Steve was a security robot employed by the Washington Harbour center in
the Georgetown district of the US capital.
According to some tech watchers, robots like Steve herald a new era for
intelligent machines assisting in crime prevention and law enforcement.
Steve’s mishap in mid-July set of a flurry of reaction on social media,
with some saying the robot had “drowned” or committed suicide.
But Steve turned up on Twitter to debunk the fake news, tweeting, “The
reports of my death are greatly exaggerated.”
Still, he had to be sent back to his Silicon Valley headquarters. And he
was replaced by his “sibling” Rosie, who has resumed patrols in the complex.
Steve and Rosie are produced by the California tech startup Knightscope,
which has raised some $17 million and includes a team with experience in
robotics, law enforcement, artificial intelligence and the automotive sector.
Extra robot eyes
At Washington Harbour, property manager Allison Johnson of MRP Realty
said residents and tenants appeared happy to see Steve and Rosie.
“It’s nice to have extra robot eyes on the property,” she said. “There
are indications this will be a great addition to the security team.”
Knightscope was founded in response to the 2012 mass shooting at Sandy
Hook Elementary School in Connecticut and the 2013 deadly bomb attack near the
finish line of the Boston race, according to the company’s website.
The company claims its robots are not intended to replace humans but to
help security and law enforcement be more effective.

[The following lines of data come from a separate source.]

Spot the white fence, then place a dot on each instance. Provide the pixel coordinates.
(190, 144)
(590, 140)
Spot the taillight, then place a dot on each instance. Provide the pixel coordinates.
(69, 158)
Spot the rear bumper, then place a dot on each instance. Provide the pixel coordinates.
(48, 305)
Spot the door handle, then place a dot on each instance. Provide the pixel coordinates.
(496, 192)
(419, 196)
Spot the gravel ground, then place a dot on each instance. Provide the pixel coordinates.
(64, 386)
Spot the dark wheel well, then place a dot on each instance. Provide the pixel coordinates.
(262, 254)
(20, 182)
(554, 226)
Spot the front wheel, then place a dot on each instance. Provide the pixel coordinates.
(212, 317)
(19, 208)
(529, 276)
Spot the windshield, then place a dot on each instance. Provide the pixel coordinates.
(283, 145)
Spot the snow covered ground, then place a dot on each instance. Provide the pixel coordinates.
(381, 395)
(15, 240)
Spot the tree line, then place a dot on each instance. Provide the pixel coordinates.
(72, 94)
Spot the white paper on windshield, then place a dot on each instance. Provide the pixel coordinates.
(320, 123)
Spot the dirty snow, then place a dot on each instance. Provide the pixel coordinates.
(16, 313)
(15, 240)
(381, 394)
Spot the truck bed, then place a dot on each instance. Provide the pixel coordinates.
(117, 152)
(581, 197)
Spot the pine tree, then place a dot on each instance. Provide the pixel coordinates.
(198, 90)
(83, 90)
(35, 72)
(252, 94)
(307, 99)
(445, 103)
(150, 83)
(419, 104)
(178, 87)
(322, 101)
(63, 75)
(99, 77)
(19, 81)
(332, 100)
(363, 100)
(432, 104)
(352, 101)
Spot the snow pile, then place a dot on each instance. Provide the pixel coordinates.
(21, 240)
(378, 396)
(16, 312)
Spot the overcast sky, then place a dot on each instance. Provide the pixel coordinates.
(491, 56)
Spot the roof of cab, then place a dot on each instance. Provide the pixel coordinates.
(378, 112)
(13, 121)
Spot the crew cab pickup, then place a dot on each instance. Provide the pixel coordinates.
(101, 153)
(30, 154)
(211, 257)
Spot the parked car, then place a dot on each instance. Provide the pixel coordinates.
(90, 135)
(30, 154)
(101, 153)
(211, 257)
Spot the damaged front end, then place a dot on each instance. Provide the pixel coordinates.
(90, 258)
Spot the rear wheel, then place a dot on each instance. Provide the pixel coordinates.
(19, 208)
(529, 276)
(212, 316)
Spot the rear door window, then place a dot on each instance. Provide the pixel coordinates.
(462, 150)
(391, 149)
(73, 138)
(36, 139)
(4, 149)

The robots are equipped with a 360-degree camera, thermal imaging,
automatic license plate recognition, directional microphones, proximity sensors
and other technology.
Their “anomaly detection software” is designed to determine when there is
a threat, and alert appropriate authorities.
Knightscope has deployed its five-foot (1.5 meter) tall outdoor K5 robots
like Steve and Rosie and the smaller indoor K3 robots at malls and other
businesses under a partnership with the security firms Securitas and Allied
Universal.
Kightscope — which declined to comment beyond its issued statements due
to a pending public share offering — expects it can take a bite out of crime
and reduce security costs as well. It charges clients an average of $7 per
hour, according to its regulatory filing.

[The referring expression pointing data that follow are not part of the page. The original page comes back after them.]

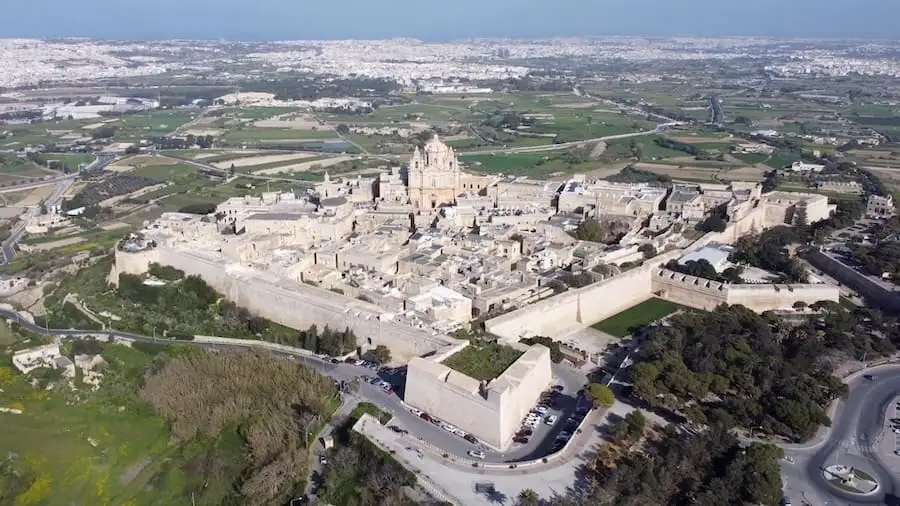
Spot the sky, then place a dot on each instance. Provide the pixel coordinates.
(443, 20)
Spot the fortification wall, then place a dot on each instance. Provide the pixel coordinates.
(445, 401)
(689, 291)
(494, 419)
(296, 305)
(762, 298)
(569, 311)
(880, 295)
(520, 400)
(132, 263)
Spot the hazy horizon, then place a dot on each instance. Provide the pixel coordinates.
(464, 19)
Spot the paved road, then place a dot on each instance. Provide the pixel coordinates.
(388, 401)
(38, 184)
(62, 184)
(853, 439)
(8, 248)
(224, 172)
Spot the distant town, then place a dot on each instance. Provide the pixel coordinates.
(488, 271)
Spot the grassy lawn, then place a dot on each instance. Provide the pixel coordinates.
(165, 172)
(87, 451)
(649, 311)
(483, 361)
(847, 304)
(368, 408)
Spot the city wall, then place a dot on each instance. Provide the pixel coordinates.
(574, 309)
(491, 412)
(296, 305)
(706, 294)
(875, 292)
(453, 404)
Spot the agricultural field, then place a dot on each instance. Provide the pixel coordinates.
(649, 311)
(155, 124)
(255, 135)
(14, 170)
(535, 165)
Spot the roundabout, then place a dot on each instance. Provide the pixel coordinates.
(853, 463)
(850, 479)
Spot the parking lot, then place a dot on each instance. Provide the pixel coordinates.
(564, 406)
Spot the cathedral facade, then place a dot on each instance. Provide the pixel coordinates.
(434, 176)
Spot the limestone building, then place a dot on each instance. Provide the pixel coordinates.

A small number of rivals are also entering the field.
Fellow Silicon Valley startup Cobalt Robotics has begun delivering indoor
security robots to businesses in California, primarily for security during
nights and weekends.
‘Computational intelligence’
The robots “have the computational intelligence of an autonomous car but
for indoor security,” says Travis Deyle, Cobalt’s co-founder and chief
executive and a former engineer at Google X.
Deyle said the Cobalt robots can be deployed as a fleet in a building or
complex and monitored at a control station.

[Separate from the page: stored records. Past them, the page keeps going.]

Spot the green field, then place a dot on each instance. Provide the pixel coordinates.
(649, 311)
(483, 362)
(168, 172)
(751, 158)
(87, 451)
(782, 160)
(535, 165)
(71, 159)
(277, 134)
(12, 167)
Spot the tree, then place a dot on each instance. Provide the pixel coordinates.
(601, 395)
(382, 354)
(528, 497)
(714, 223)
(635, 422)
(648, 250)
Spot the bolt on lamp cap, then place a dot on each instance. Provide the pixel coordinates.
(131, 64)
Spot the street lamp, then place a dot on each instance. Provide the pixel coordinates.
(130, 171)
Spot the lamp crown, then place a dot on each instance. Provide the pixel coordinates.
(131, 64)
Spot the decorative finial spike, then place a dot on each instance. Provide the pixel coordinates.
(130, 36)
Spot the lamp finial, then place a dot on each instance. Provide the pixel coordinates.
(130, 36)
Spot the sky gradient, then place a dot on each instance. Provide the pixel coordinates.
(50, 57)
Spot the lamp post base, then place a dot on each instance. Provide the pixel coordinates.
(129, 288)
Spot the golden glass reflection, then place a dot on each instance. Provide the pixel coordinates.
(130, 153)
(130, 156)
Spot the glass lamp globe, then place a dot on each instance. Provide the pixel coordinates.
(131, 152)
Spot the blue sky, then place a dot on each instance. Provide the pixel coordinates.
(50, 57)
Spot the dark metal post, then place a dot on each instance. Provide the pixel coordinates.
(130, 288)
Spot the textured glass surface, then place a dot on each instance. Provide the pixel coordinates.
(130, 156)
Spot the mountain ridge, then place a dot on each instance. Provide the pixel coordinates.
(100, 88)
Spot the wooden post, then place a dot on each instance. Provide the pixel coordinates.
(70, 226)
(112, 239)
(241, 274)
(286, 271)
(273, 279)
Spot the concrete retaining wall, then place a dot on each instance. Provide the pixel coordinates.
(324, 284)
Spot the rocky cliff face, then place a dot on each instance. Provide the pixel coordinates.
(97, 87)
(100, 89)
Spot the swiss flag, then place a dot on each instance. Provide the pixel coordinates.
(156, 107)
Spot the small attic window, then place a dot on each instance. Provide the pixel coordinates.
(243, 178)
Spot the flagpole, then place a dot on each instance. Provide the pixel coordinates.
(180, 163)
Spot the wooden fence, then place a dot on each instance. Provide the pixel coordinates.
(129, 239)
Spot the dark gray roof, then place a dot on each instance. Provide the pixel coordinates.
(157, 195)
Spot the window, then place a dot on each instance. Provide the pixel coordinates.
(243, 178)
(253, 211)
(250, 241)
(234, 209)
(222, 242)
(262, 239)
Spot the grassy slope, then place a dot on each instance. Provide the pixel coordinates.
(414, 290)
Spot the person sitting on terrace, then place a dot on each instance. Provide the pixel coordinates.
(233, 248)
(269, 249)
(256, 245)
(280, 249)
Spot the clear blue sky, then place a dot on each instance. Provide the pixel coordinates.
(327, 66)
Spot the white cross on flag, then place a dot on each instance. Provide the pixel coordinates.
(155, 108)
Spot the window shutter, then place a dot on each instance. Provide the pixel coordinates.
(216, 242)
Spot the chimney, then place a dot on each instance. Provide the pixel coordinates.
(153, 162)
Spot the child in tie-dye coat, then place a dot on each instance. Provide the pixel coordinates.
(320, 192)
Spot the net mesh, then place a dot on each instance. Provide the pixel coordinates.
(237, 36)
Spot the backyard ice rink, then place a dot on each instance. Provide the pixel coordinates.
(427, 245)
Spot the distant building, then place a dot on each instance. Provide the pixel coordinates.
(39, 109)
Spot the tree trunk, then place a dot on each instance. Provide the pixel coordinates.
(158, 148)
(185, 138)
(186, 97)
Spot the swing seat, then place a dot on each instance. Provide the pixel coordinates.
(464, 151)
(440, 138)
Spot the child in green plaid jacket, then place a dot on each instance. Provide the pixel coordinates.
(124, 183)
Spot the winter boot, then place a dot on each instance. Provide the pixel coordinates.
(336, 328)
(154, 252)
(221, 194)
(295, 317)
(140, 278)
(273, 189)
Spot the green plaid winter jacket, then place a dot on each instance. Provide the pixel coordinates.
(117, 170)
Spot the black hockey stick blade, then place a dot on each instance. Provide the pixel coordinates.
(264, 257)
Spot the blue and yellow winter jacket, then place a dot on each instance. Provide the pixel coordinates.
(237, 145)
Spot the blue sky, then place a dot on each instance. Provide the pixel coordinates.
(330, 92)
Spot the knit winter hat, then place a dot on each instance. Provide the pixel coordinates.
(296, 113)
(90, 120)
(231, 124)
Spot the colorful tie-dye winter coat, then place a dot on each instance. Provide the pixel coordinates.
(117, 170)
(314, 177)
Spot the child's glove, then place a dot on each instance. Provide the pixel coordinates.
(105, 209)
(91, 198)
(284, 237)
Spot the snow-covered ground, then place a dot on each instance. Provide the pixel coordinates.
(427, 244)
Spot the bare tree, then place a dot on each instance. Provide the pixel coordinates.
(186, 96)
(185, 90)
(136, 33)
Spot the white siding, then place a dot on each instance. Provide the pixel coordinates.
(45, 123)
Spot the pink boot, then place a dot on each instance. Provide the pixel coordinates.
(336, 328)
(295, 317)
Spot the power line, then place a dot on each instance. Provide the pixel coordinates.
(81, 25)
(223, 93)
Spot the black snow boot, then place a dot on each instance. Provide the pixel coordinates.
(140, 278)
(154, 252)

“They are looking for things that shouldn’t be there, for leaks. When it
detects something, it flags a human pilot.”
Deyle said the sector is “at the dawn” and poised for expansion,
benefiting from the development of low-cost sensors, good wireless connectivity
and advances in artificial intelligence.
“Everything is coming together” for the robot sector, he said. “We’re
excited about where this can go.”
Others in the sector include Colorado-based Gamma 2 Robotics, which aims
at warehouses, data centers, manufacturing facilities and retail stores, and
California-based SMP Robotics, which makes outdoor robots and is marketing in
Brazil, France, Japan, Singapore and the United Arab Emirates.
“The economics of these things is becoming cheaper,” said JP Gownder, an
analyst who follows robotics for Forrester Research.
“We’re going to see growth of purpose-built robots that can do specific
tasks.”
Gownder said robots offer several advantages over human security guards.
“They don’t experience security guard fatigue,” he said.
“Security guard work is challenging because, mentally, very little is
happening until it happens. Artificial intelligence can make assessments (on
threats) and flag them to a human operator.”